London Mayor Sadiq Khan said enhanced security plans would remain in place in the capital this weekend despite the downgrading of the national threat level. Khan urged Londoners to remain vigilant, he said via Facebook.
Extra armed officers can patrol events this weekend because soldiers will guard key locations such as the Houses of Parliament, Downing Street and Buckingham Palace, said Chief Superintendent Jon Williams of London’s Metropolitan Police Service.
“All of this is designed to make the policing approach unpredictable and to make London as hostile an environment as possible to terrorists,” Williams said.
What’s happened in the investigation?
Two more men were arrested early Saturday and taken into custody after officers raided a home in the Cheetham Hill area of central Manchester, police said in a statement. So far, 13 people have been arrested in the investigation, with 11 still in custody.
Police on Saturday also evacuated an area around a property in the Moss Side neighborhood of Manchester.
“The high pace and rapid progress of this investigation is continuing,” said Britain’s top counterterrorism officer, Assistant Commissioner Mark Rowley, adding that officers were gaining a greater understanding of how the bomb was prepared.
“There is still much more to do,” he said. “There will be more arrests, and there will be more searches, but this greater clarity and this progress has led … to the judgment that an attack is no longer imminent.”
Military personnel will remain ready to deploy in support of the police if needed, even after they stand down, Rowley said.
UK authorities have disrupted five plots since March 22, when a terrorist attack outside Parliament in London left five people dead, Security Minister Ben Wallace said.
“There are over 400 investigations currently ongoing by the security services and police into terrorist planning or people thinking about terrorist planning,” he said.
What about the Libya connection?
Abedi’s younger brother said he knew generally about the plot but did not know where and when the blast would be, a Libyan militia spokesman told private broadcaster Libya’s Channel on Thursday.
Hashim Ramadan Abu Qassem al-Abedi spoke by phone with his brother Salman 15 minutes before the blast, the spokesman said.
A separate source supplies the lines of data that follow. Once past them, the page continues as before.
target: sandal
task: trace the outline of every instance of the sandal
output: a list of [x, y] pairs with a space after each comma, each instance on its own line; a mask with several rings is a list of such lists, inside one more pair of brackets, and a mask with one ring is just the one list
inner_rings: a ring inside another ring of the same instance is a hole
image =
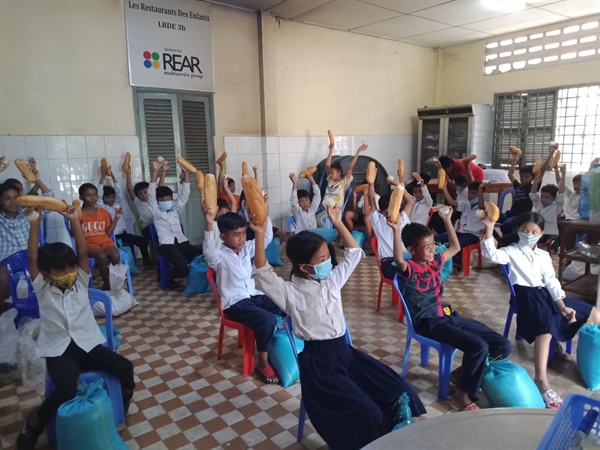
[[548, 389], [544, 392], [542, 398], [546, 404], [546, 409], [560, 409], [560, 406], [562, 405], [562, 399], [552, 389]]

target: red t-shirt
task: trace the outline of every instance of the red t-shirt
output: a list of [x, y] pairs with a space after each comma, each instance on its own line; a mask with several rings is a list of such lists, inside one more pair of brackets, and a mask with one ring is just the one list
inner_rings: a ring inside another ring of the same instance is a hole
[[[454, 161], [454, 170], [452, 173], [448, 173], [447, 175], [454, 180], [456, 175], [465, 174], [465, 166], [463, 166], [461, 159], [452, 159]], [[473, 181], [483, 181], [485, 179], [485, 175], [483, 174], [483, 169], [475, 164], [473, 161], [469, 163], [469, 169], [471, 171], [471, 175], [473, 176]]]

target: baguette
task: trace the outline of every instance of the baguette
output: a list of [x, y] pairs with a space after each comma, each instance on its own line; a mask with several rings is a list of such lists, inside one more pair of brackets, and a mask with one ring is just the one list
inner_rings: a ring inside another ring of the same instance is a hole
[[27, 164], [25, 161], [21, 159], [15, 159], [15, 166], [17, 166], [17, 169], [19, 169], [21, 175], [23, 175], [27, 181], [30, 183], [35, 183], [37, 181], [35, 173], [33, 173], [33, 170], [31, 170], [29, 164]]
[[246, 204], [250, 214], [253, 215], [252, 223], [263, 225], [267, 221], [267, 206], [265, 196], [258, 185], [258, 181], [250, 175], [242, 176], [242, 189], [246, 196]]
[[17, 197], [17, 205], [28, 208], [42, 208], [46, 211], [67, 211], [67, 204], [64, 201], [43, 195], [21, 195]]
[[204, 176], [204, 202], [210, 214], [217, 214], [217, 180], [212, 173]]
[[438, 189], [446, 188], [446, 171], [444, 169], [438, 170]]
[[177, 157], [177, 163], [179, 163], [179, 167], [181, 167], [187, 173], [196, 173], [198, 171], [198, 169], [196, 169], [191, 162], [185, 158], [182, 158], [181, 156]]
[[370, 161], [369, 164], [367, 164], [367, 183], [368, 184], [374, 184], [375, 183], [375, 179], [377, 178], [377, 166], [375, 165], [375, 163], [373, 161]]
[[396, 186], [396, 188], [392, 191], [392, 196], [390, 197], [390, 206], [388, 208], [389, 218], [388, 220], [391, 223], [396, 223], [398, 221], [398, 216], [400, 216], [400, 206], [402, 205], [402, 197], [404, 196], [404, 185], [401, 184]]

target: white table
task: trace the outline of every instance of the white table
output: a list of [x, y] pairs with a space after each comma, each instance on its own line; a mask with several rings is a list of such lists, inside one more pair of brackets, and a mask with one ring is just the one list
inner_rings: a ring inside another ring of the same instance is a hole
[[556, 411], [495, 408], [426, 419], [364, 447], [382, 449], [537, 449]]

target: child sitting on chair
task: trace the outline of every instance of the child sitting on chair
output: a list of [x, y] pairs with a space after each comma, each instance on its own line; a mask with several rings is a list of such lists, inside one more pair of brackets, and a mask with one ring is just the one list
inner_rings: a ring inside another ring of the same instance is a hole
[[83, 202], [81, 207], [81, 228], [85, 236], [87, 254], [96, 260], [96, 265], [102, 277], [102, 289], [110, 290], [110, 275], [108, 264], [117, 265], [121, 255], [117, 244], [110, 238], [123, 216], [123, 210], [115, 211], [115, 218], [111, 220], [110, 214], [103, 208], [98, 208], [98, 189], [91, 183], [84, 183], [79, 187], [79, 198]]
[[[487, 325], [474, 319], [460, 317], [450, 305], [443, 303], [441, 271], [444, 262], [456, 255], [461, 245], [451, 222], [452, 208], [447, 214], [440, 213], [446, 224], [450, 247], [435, 254], [433, 233], [424, 225], [411, 223], [400, 231], [401, 223], [388, 225], [394, 233], [394, 261], [397, 264], [398, 284], [412, 318], [415, 331], [438, 342], [461, 350], [463, 364], [457, 370], [457, 392], [450, 402], [454, 409], [471, 411], [479, 409], [474, 403], [486, 358], [506, 358], [510, 354], [510, 342]], [[401, 219], [400, 219], [401, 220]], [[402, 243], [412, 255], [405, 260]]]
[[344, 226], [341, 209], [328, 206], [327, 214], [346, 248], [339, 264], [333, 245], [302, 231], [288, 241], [292, 278], [284, 281], [267, 263], [268, 224], [251, 224], [257, 237], [253, 277], [292, 317], [294, 334], [305, 341], [298, 355], [302, 401], [315, 429], [330, 448], [359, 449], [406, 423], [403, 405], [415, 417], [426, 410], [400, 375], [346, 343], [341, 291], [363, 251]]
[[[223, 246], [215, 247], [215, 213], [203, 205], [206, 231], [204, 232], [204, 259], [217, 274], [217, 286], [223, 313], [231, 320], [243, 323], [254, 331], [258, 362], [256, 373], [265, 383], [277, 384], [279, 378], [269, 364], [269, 352], [274, 343], [277, 318], [283, 315], [279, 307], [254, 287], [251, 277], [256, 240], [246, 240], [246, 220], [235, 213], [219, 218]], [[264, 246], [273, 239], [271, 219], [267, 232], [260, 239]]]
[[77, 211], [69, 207], [63, 216], [71, 224], [77, 254], [62, 242], [39, 247], [40, 218], [31, 222], [29, 231], [29, 273], [40, 306], [37, 356], [46, 358], [56, 389], [27, 415], [17, 437], [18, 450], [35, 448], [59, 406], [75, 397], [81, 372], [103, 370], [117, 377], [125, 414], [135, 389], [131, 361], [102, 346], [106, 339], [90, 308], [88, 254]]
[[306, 178], [310, 181], [313, 190], [312, 201], [310, 194], [305, 189], [296, 190], [296, 174], [290, 173], [292, 180], [292, 195], [290, 197], [291, 213], [296, 219], [296, 233], [304, 230], [317, 228], [317, 218], [315, 213], [321, 204], [321, 190], [312, 175], [307, 175]]

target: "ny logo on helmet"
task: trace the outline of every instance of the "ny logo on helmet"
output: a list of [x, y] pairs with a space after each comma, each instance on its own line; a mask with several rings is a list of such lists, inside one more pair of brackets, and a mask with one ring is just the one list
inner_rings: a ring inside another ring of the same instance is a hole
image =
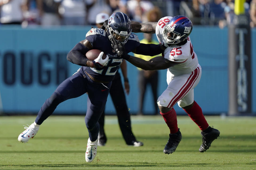
[[184, 30], [184, 33], [188, 33], [190, 32], [190, 30], [191, 29], [191, 27], [185, 27], [185, 29]]

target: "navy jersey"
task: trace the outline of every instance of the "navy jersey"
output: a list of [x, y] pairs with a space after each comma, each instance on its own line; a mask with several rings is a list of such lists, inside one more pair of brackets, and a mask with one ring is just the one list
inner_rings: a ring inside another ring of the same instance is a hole
[[[92, 28], [86, 34], [86, 39], [93, 46], [93, 48], [101, 50], [108, 55], [109, 61], [106, 66], [100, 68], [92, 68], [82, 66], [84, 71], [86, 71], [97, 79], [104, 82], [112, 81], [123, 59], [113, 51], [111, 43], [105, 30], [99, 28]], [[126, 52], [128, 53], [138, 46], [139, 40], [136, 35], [131, 33], [125, 45]]]

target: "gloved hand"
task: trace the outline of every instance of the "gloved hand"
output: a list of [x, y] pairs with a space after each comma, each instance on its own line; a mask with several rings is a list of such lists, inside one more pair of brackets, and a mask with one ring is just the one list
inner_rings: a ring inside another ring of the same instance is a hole
[[103, 52], [101, 52], [97, 58], [93, 61], [94, 68], [99, 68], [104, 66], [106, 66], [107, 64], [109, 62], [109, 56], [107, 55], [106, 58], [103, 60], [102, 59], [102, 56], [104, 53]]

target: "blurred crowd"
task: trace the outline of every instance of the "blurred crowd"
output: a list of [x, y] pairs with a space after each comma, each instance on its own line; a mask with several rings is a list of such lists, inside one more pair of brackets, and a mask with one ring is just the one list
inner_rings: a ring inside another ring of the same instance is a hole
[[[131, 20], [157, 22], [166, 16], [185, 15], [194, 24], [232, 24], [234, 0], [0, 0], [0, 24], [85, 25], [95, 24], [100, 13], [126, 14]], [[246, 0], [245, 14], [256, 27], [256, 0]]]

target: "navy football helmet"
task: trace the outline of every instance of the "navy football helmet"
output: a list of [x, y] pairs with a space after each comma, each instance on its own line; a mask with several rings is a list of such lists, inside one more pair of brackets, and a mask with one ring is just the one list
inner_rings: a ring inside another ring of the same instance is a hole
[[168, 44], [179, 43], [188, 37], [193, 28], [191, 21], [186, 16], [174, 16], [165, 26], [163, 33], [163, 40]]
[[129, 17], [121, 12], [113, 14], [108, 21], [107, 32], [110, 41], [113, 38], [125, 44], [131, 33], [131, 24]]

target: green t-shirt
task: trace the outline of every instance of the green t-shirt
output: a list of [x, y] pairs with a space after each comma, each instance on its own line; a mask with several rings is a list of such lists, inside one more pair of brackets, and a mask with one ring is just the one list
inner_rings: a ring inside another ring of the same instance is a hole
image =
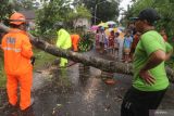
[[164, 52], [167, 52], [172, 50], [172, 47], [169, 43], [164, 42], [161, 35], [159, 35], [156, 30], [149, 30], [145, 33], [136, 47], [134, 55], [134, 88], [141, 91], [159, 91], [167, 88], [169, 79], [166, 77], [164, 62], [149, 70], [153, 78], [156, 78], [154, 85], [147, 85], [139, 77], [139, 70], [147, 63], [150, 54], [152, 52], [156, 52], [157, 50], [163, 50]]

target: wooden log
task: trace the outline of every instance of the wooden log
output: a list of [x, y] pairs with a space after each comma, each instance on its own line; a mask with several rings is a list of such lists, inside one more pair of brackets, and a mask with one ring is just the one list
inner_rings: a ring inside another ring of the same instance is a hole
[[[0, 23], [0, 29], [4, 31], [9, 31], [9, 27]], [[28, 34], [30, 37], [32, 43], [52, 55], [55, 56], [61, 56], [61, 57], [66, 57], [69, 60], [72, 60], [74, 62], [83, 63], [84, 65], [92, 66], [96, 68], [99, 68], [103, 72], [109, 72], [109, 73], [122, 73], [122, 74], [133, 74], [133, 66], [132, 64], [126, 64], [126, 63], [121, 63], [121, 62], [113, 62], [113, 61], [108, 61], [99, 57], [94, 57], [89, 56], [83, 53], [77, 53], [73, 52], [70, 50], [63, 50], [59, 49], [53, 44], [48, 43], [41, 38], [36, 38], [33, 35]], [[174, 81], [174, 70], [171, 69], [170, 67], [166, 67], [166, 73], [169, 75], [169, 78], [171, 81]]]

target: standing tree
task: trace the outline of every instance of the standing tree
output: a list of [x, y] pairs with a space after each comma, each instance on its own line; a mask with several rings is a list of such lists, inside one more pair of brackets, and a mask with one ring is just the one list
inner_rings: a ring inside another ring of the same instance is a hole
[[95, 18], [97, 18], [97, 23], [100, 23], [101, 21], [115, 21], [119, 17], [120, 0], [83, 0], [83, 3], [90, 10], [94, 16], [92, 22]]

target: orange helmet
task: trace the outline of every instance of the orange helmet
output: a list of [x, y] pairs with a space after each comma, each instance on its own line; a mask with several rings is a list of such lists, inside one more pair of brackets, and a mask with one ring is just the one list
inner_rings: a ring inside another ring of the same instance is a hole
[[25, 22], [26, 22], [26, 18], [21, 13], [15, 12], [10, 16], [10, 24], [21, 25], [21, 24], [23, 24]]

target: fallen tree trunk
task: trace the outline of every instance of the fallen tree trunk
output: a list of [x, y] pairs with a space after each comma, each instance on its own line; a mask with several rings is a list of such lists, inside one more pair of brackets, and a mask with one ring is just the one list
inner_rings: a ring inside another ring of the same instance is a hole
[[[0, 29], [3, 29], [4, 31], [9, 31], [9, 28], [4, 26], [3, 24], [0, 24]], [[86, 54], [82, 54], [82, 53], [77, 53], [77, 52], [73, 52], [69, 50], [62, 50], [62, 49], [57, 48], [55, 46], [48, 43], [47, 41], [40, 38], [34, 37], [30, 34], [29, 36], [30, 36], [32, 43], [36, 48], [44, 50], [52, 55], [66, 57], [74, 62], [83, 63], [84, 65], [94, 66], [103, 72], [133, 74], [132, 64], [108, 61], [108, 60], [92, 57]], [[174, 81], [174, 70], [171, 69], [170, 67], [166, 67], [165, 69], [170, 77], [170, 80]]]

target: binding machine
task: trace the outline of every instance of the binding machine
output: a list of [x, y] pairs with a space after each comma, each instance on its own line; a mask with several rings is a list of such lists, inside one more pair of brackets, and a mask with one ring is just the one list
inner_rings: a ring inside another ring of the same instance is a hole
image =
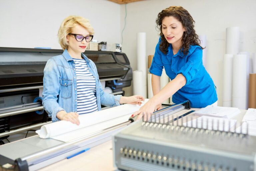
[[256, 137], [248, 135], [248, 126], [245, 132], [241, 127], [238, 131], [228, 123], [228, 130], [223, 130], [224, 127], [219, 129], [222, 124], [219, 122], [214, 123], [217, 129], [213, 129], [210, 120], [205, 126], [199, 126], [197, 121], [189, 126], [185, 123], [191, 117], [183, 117], [189, 113], [174, 116], [161, 112], [148, 121], [134, 122], [114, 135], [114, 162], [119, 169], [256, 170]]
The bomber’s brother was detained in Libya a day after the bombing by a militia nominally under the control of Libya’s interior ministry. The militia also arrested the brothers’ father, Ramadan al-Abedi.
What about the victims?
All 22 of those killed in the bomb attack at the Manchester Arena concert have now been named. Many were children, including an 8-year-old girl. Others were parents waiting to pick up their children from what was for many their first concert.
Family and friends have paid moving tributes to those lost. Dozens more were wounded, and as of Thursday, 23 survivors were in critical care in Manchester hospitals. Many suffered “horrific” and potentially life-changing injuries, a senior doctor said.
Grande posted a letter Friday on Twitter saying she would return to Manchester to perform a concert to raise money for the victims of the bombing and their families.
“The compassion, kindness, love, strength and oneness that you’ve shown one another this past week is the exact opposite of the heinous intentions it must take to pull off something as evil as what happened Monday,” she said.
What’s the mood in Manchester?
Politicians of all stripes have praised the people of Manchester for their spirit of unity and resilience in the wake of the attack.
Banks of flowers and balloons have been left in a city center square in tribute to the victims, and residents have joined vigils in their memory.
An armed policeman was snapped blowing a kiss to a group of people holding a “free hugs” sign, and street artists have painted new murals to honor the victims.
However, there is a darker side to life in the city in the wake of the bombing. Reports of hate crimes have spiked, from 28 — a typical number — on Monday to 56 on Wednesday, police said.
These can’t be directly linked to Monday’s bombing, Hopkins said, but police are monitoring the situation.